The Easiest Hard Problem
The ratio m/n divides the space of partitioning problems into two regions. Somewhere between them—between the fertile valley where solutions bloom everywhere and the stark desert where even one perfect partition is too much to expect—there must be a crossover region. There lies the phase transition.
The concept of a phase transition comes from physics, but it also has a long history of applications to mathematical objects. Forty years ago Paul Erdo?s and Alfred Rényi described phase transitions in the growth of random graphs (collections of vertices and connecting edges). By the 1980s, phase transitions had been observed in many combinatorial processes. The most thoroughly explored example is an NP-complete problem called satisfiability. A 1991 article by Peter Cheeseman, Bob Kanefsky and William M. Taylor, titled "Where the Really Hard Problems Are," conjectured that all NP problems have a phase transition and suggested that this is what distinguishes them from problems in P.

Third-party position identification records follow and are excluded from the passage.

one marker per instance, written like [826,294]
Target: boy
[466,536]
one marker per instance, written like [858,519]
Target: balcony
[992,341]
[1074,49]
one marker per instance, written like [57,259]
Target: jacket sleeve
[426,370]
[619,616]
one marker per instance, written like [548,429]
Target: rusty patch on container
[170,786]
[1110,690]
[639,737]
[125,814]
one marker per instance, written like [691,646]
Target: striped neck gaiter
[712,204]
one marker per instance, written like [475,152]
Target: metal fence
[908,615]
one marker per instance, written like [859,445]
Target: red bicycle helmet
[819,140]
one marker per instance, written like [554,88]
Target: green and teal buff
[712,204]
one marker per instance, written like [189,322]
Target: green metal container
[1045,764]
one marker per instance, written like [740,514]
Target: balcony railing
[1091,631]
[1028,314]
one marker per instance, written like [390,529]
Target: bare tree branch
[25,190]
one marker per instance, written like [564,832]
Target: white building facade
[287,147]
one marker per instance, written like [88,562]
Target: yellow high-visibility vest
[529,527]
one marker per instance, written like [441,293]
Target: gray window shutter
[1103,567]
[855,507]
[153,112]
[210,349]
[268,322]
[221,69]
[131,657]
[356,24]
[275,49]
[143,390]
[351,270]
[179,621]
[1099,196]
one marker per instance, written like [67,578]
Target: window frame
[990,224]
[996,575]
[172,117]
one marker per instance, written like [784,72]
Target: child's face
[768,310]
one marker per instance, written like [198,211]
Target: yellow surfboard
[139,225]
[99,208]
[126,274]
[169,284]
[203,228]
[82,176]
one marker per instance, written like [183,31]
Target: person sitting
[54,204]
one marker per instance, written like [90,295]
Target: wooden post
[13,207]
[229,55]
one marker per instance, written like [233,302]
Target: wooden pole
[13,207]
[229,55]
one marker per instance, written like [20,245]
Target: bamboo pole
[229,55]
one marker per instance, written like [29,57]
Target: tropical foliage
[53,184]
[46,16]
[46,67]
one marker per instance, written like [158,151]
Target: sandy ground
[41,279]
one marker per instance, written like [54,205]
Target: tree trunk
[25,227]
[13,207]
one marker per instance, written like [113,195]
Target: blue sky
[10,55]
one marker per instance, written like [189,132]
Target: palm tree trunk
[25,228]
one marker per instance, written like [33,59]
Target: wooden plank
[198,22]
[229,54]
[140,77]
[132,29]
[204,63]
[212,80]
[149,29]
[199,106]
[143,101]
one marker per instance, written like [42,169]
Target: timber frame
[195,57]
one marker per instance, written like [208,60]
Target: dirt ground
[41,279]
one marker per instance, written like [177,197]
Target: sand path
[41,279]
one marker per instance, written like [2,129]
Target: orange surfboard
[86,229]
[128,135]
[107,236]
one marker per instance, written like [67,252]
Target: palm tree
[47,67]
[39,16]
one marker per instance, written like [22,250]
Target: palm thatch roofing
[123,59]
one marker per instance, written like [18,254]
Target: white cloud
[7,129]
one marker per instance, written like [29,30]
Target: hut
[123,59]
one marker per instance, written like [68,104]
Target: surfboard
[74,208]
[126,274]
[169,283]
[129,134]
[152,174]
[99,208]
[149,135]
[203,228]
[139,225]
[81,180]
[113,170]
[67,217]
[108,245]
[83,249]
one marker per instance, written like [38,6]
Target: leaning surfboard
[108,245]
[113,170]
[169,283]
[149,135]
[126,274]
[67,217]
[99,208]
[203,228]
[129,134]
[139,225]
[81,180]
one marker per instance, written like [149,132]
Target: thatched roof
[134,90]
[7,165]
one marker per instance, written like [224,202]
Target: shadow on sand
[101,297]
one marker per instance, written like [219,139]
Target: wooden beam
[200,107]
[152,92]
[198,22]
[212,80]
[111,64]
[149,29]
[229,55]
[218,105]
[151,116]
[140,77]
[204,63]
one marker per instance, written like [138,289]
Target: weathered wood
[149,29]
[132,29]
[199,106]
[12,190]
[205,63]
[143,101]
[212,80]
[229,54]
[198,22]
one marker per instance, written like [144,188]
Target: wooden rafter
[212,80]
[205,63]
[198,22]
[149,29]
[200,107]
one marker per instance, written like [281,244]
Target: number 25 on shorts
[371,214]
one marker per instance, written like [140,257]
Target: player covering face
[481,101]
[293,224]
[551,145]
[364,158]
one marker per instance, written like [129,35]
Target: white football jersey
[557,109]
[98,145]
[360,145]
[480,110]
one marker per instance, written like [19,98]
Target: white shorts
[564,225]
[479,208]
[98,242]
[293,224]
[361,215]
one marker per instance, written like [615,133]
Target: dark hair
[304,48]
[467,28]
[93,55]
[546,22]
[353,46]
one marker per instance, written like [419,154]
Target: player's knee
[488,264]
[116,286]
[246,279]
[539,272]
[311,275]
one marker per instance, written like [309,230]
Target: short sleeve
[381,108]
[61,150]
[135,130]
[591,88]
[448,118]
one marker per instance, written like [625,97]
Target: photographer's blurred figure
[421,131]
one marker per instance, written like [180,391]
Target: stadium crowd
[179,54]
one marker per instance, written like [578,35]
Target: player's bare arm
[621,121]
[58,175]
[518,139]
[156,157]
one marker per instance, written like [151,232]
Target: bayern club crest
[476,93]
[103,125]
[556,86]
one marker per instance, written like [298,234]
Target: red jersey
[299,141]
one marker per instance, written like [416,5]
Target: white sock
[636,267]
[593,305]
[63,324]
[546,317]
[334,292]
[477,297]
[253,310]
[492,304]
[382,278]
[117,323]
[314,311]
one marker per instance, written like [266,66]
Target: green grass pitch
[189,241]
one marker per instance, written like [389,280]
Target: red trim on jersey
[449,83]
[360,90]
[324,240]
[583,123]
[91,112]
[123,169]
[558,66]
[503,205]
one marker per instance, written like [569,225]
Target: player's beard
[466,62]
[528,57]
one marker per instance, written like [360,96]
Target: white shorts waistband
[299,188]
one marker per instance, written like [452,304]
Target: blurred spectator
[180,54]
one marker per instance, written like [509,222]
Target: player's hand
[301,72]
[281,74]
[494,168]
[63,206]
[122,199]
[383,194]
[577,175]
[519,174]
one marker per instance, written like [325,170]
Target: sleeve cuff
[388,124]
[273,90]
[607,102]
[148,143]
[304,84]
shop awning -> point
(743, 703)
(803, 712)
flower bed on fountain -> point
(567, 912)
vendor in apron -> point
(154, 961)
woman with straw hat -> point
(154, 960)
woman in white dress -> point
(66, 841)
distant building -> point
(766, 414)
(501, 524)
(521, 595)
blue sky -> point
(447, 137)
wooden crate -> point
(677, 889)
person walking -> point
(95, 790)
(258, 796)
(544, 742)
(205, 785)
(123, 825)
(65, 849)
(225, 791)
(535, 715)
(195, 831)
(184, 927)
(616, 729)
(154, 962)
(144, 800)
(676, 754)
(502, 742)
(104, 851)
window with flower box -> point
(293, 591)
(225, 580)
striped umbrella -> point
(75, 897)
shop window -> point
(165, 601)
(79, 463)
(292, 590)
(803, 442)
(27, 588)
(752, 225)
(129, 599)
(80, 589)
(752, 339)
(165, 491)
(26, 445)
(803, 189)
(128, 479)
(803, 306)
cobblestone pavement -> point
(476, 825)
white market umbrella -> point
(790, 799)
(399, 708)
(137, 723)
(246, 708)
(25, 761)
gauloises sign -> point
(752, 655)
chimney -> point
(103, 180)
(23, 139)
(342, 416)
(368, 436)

Meanwhile, in another paper with a provocative title ("The Use and Abuse of Statistical Mechanics in Computational Complexity"), Yaotian Fu of Washington University in St. Louis argued that number partitioning is an example of an NP problem without a phase transition. This assertion was disputed by Ian P. Gent of the University of Strathclyde and Toby Walsh of the University of York, who presented strong computational evidence for the existence of a phase transition. Their measurements suggested that the critical value of the m/n ratio, where easy problems give way to hard ones, is about 0.96.
Stephan Mertens, of Otto von Guericke Universität in Magdeburg, Germany, has now given a thoroughgoing analysis of number partitioning from a physicist's point of view. His survey paper (which has been my primary source in writing this article) appears in a special issue of Theoretical Computer Science devoted to phase transitions in combinatorial problems.
As a means of understanding the phase transition, Mertens sets up a correspondence between the number-partitioning problem and a model of a physical system. To see how this works, it helps to think of the partitioning process in a new context. Instead of unzipping a list of numbers into two separate lists, keep all the numbers in one place and multiply some of them by –1. The idea is to negate just the right selection of numbers so that the entire set sums to 0. Now comes the leap from mathematics to physics: The collection of positive and negative numbers is analogous to an array of atoms in a magnetic material, with the plus and minus signs representing up and down spins. Specifically, the system resembles an infinite-range antiferromagnet, where every atom can feel the influence of every other atom, and where the favored configuration has spins pointing in opposite directions.
This strategy for studying partitioning may seem slightly perverse. It takes a simply stated problem in combinatorics and turns it into a messy and rather obscure system in statistical mechanics. Why bother? The reason is that physics offers some powerful tools for predicting the behavior of such a system. In particular, the interplay of energy and entropy governs how the collection of spins can be expected to evolve toward a state of stable equilibrium. The energy in question comes from the interaction between atomic spins (or between positive and negative numbers); because the system is an antiferromagnet, the energy is minimized when the spin vectors are oppositely oriented (or when the subsets sum to zero). The entropy measures the number of ways of achieving the minimum-energy state; a system with a unique ground state (or just one perfect partition) has zero entropy. When there are many equivalent ways of minimizing the energy (or partitioning a set perfectly), the entropy is high.
The ratio m/n controls the state of this system. When m is much greater than n, the spins almost always have just one configuration of lowest energy. At the other pole, when m is much smaller than n, there are a multitude of zero-energy states, and the system can land in any one of them. Mertens showed that the transition between the two phases comes at m/n=1, at least in the limit of very large n. And he derived corrections for finite n that may explain why Gent and Walsh measured a slightly different transition point.
Finally, Mertens showed just how hard the hard phase is. Searching for the best partition in this region is equivalent to searching a randomly ordered list of random numbers for the smallest element of the list. Only an exhaustive traverse of the entire list can guarantee an exact result. What's worse, there are no really good heuristic methods; no shortcuts are inherently superior to blind, random sampling.
Yet this is not to say that heuristics for partitioning are totally worthless. On the contrary, the phase-transition model helps explain how the Karmarkar-Karp algorithm works. The differencing operation reduces the range of the numbers and so diminishes m/n, sliding the problem toward the easy phase. The algorithm can't be counted on to find the very best partition, but it's an effective way of avoiding the worst ones.